Salesforce is an incredibly powerful system that nearly every department in an organization relies on. But as the platform evolves and businesses grow, complexity grows along with it — and without effective controls for managing that complexity, businesses can expose themselves to risk.
Ultimately, risk is determined by two things: who can access the system, and what they can do in it. Which leads us to good news, and bad news.
The good news is that Salesforce comes out of the box with a suite of powerful tools for monitoring security, as well as support from a world-class SecOps team. The bad news is that that complexity we mentioned above — it means businesses need to work harder to use those tools effectively.
We’ve put together a bunch of links and other resources on this page that will help you better understand Salesforce security — how it works, what’s at stake and what you can do to build a tighter Org from the ground up.
Salesforce Security Assessment: Understanding Risk
Risk assessment in IT systems will always involve some degree of triangulation. Systems leadership must consider several factors, including the value of the asset at risk, the severity of the threat and the cost involved in mitigating it. So before we start looking at the nuts and bolts of data security in Salesforce, it’s worth reviewing some general risk management best practices.
Free Salesforce Security Tools and Resources
Your organization chose Salesforce for a reason — the platform’s ubiquity means there are plenty of resources and tools available for managing security. Some of them are in your Org today; others are available through the extensive third-party ecosystem of Salesforce apps and thought leadership.
Salesforce Health Check
The Salesforce Security Health Check is a tool included with almost all versions of Salesforce. It helps systems leadership quickly identify potential vulnerabilities in your security settings, and monitor overall security health on an ongoing basis.
Running the Salesforce Security Health Check is one of the first things you should do to improve security in your Org.
Salesforce Data Classification
Salesforce introduced data classification metadata fields as part of its ‘19 summer release. This feature allows you to add data classification tags to any field in a standard or custom Object. By identifying data that’s more sensitive, or in scope for regulatory compliance, you can build more effective controls to protect it.
Data classification is critical to data governance, which in turn is a key part of overall Salesforce security.

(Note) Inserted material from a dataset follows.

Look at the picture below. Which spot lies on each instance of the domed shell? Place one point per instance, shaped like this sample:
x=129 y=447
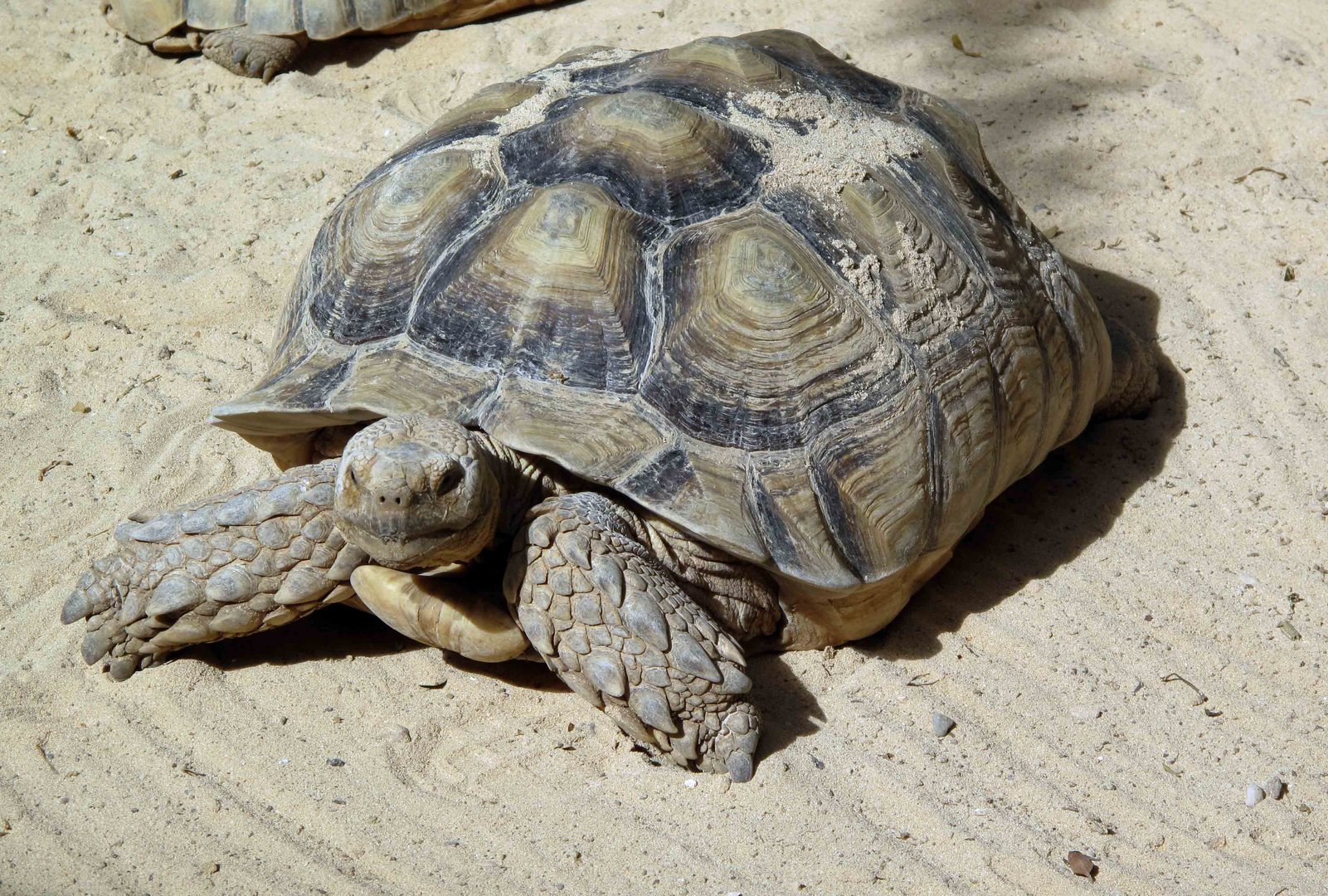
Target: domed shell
x=775 y=299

Flashlight by Netwrix Strongpoint
Our free tool, Flashlight, scans your Org to produce a continually updated record of how it’s customized. With it, you can review access controls (more on this below), and identify technical debt that prevents you from building effective data security controls. Flashlight also includes a suite of impact analysis tools, which will help you see the hidden connections between Objects, fields and automation — and understand with minimal investigation what can affect sensitive data in your Org.
Salesforce Access Controls and Access Management
Maintaining tight controls over who can access your Salesforce Org — and what they can do when they’re in there — is your first line of defense against security breaches in Salesforce. Not only do you need effective password policies, you need to make sure your internal access controls are structured in a way that preserves the principle of least privilege — while still enabling users to access the functionality they need to do their jobs.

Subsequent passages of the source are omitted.